It's a terrible happening and important to know really why the venture failed, rather than the old "blame the economy/market" excuse.
Lately I see a lot of green industry companies - top heavy with high-wage executives, going public with the associated high legal, accounting and of course marketing spending - then waiting for the investment bucks, grants to roll in, along with the unicorn. They're not (yet) profitable, high burn rate.
Meanwhile, the one lowly engineer is flogged to make world-class products ASAP. Or they'll just fake it like Nikola or Theranos.
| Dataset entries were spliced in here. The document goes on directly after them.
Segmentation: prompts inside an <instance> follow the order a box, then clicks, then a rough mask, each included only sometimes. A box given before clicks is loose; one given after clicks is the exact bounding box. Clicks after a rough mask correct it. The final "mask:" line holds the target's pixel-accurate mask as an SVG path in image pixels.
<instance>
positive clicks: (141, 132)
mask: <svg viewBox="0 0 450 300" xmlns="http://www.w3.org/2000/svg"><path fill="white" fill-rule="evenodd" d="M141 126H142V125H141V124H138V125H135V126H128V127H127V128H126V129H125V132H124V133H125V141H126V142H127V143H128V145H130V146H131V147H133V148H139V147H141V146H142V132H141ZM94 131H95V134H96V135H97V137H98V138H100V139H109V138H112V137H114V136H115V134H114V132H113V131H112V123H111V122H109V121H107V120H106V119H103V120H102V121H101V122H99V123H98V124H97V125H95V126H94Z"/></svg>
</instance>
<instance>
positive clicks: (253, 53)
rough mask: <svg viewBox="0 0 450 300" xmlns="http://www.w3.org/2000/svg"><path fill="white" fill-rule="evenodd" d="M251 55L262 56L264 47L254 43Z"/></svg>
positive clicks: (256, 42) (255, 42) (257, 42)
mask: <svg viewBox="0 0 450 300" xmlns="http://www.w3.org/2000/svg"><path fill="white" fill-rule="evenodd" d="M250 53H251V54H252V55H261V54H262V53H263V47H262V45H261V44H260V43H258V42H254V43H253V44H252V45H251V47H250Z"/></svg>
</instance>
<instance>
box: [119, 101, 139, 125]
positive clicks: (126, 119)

It's all based on overhype, inflated unrealistic sales numbers, overpaid exec's, total focus on marketing, and the assumption that new tech is merely a crop coming in for harvest.
EV bus manufacturer ProTerra goes insolvent, municipalities have $100's million worth of buses that never made their claims for range or reliability in the first place- costing 2x that of a diesel bus, orphaned. The company closes down, all warranty obligations and performance grievances wiped and then it gets bought on the cheap by Phoenix Motor. It seems to be the MBA green business plan. Blame it on a sales downturn, the economy etc. etc. but no, it's really the original business plan was "to the moon" with no ground connection lol.
The green pullback is severe whiplash for these overdone companies I think.
Downturn - Tesla is getting trashed too,
laid off 10% or 6,000 staff in California and Texas. Let's just blame the economy, not the Cybertruck fiasco, not the CEO, not the silly expensive products etc.
"Andrew Baglino, the senior vice president of powertrain and energy engineering, said on X that he had made the “difficult decision to move on from Tesla after 18 years”. This a bad omen.